A ball of 0.5kg mass hits a wall at an angle of 30° and is then reflected making an angle of 90° with its original direction. if the duration of contact between the ball and the wall is 0.1s,calculate the force exerted on the wall. the initial and final velocities of ball are 10ms-1 and 20ms-1.

To calculate the force exerted on the wall by the ball, we'll need to use the principle of impulse and momentum.

Let's break down the problem step by step:

1. Calculating the initial and final momentum of the ball:
The momentum (p) of an object is given by the formula p = m * v, where m is the mass and v is the velocity.

Given:
- Mass of the ball (m) = 0.5 kg
- Initial velocity of the ball (v1) = 10 m/s
- Final velocity of the ball (v2) = 20 m/s

Therefore, the initial momentum (p1) of the ball is given by:
p1 = m * v1 = 0.5 kg * 10 m/s = 5 kg m/s

And the final momentum (p2) of the ball is given by:
p2 = m * v2 = 0.5 kg * 20 m/s = 10 kg m/s

2. Calculating the change in momentum:
The change in momentum (∆p) of the ball is given by the formula ∆p = p2 - p1.

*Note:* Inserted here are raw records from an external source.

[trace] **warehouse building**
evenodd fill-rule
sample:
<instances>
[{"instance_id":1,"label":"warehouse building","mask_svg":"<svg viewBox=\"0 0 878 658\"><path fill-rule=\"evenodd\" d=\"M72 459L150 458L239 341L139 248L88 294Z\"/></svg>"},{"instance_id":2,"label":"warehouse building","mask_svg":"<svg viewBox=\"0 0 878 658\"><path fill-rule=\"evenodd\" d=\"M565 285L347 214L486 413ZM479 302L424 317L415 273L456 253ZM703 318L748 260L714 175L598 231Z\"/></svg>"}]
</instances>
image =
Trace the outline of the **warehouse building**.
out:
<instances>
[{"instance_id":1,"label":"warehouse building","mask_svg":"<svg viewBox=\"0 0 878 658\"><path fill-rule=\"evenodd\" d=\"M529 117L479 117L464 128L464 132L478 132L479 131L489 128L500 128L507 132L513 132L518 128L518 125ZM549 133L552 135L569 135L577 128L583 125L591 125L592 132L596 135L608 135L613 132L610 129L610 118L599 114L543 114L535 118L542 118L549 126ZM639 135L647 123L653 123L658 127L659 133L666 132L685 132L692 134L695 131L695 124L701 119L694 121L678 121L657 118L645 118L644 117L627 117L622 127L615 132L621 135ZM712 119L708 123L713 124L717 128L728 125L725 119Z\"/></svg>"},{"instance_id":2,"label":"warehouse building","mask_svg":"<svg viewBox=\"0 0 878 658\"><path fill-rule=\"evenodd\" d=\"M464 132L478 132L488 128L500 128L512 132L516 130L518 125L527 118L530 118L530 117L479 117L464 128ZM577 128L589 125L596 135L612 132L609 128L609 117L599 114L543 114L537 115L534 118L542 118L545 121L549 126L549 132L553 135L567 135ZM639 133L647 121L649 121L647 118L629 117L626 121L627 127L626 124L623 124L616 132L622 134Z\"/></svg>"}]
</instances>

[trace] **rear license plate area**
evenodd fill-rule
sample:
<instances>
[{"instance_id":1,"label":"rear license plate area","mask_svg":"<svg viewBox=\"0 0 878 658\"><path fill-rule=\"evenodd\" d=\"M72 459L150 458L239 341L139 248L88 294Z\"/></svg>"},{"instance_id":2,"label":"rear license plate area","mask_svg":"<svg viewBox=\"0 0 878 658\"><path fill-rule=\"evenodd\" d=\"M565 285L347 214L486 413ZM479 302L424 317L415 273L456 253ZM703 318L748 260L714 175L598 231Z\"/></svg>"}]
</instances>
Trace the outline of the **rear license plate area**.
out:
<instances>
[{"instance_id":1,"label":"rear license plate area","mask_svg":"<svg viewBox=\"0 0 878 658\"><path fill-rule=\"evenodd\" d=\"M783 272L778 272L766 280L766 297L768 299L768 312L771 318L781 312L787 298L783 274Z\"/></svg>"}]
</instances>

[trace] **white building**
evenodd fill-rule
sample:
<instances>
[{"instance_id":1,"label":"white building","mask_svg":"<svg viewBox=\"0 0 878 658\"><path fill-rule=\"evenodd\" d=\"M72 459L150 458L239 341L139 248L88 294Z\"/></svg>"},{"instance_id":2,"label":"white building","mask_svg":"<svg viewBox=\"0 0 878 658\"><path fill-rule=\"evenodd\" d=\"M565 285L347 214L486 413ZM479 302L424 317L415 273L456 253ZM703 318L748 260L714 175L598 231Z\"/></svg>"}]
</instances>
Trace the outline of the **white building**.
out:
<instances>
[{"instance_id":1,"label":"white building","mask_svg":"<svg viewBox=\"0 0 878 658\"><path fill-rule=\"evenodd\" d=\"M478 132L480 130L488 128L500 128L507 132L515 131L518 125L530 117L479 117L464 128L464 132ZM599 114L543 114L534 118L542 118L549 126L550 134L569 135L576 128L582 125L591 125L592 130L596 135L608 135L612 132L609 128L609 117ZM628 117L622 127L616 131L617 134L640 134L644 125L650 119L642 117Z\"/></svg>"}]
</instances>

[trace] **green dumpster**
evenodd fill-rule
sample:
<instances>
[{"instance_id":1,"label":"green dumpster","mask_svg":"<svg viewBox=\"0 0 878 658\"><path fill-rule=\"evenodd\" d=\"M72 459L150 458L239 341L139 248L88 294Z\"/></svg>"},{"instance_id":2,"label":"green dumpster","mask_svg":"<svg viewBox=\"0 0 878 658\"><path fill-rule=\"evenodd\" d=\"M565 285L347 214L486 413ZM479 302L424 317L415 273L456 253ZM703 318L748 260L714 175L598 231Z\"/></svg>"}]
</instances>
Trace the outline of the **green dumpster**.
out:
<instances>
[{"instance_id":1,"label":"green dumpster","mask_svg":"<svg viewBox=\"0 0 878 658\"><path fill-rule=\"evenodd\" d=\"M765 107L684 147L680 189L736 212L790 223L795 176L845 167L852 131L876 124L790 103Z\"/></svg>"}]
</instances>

Therefore, the change in momentum of the ball is:
∆p = p2 - p1 = 10 kg m/s - 5 kg m/s = 5 kg m/s

3. Calculating the force exerted on the wall:
The force exerted on the ball by the wall is equal to the rate of change of momentum, which can be calculated using the formula F = ∆p / ∆t, where ∆t is the duration of contact between the ball and the wall.

Given:
- Duration of contact (∆t) = 0.1 s

Therefore, the force exerted on the wall is:
F = ∆p / ∆t = 5 kg m/s / 0.1 s = 50 N

Hence, the force exerted on the wall by the ball is 50 Newtons.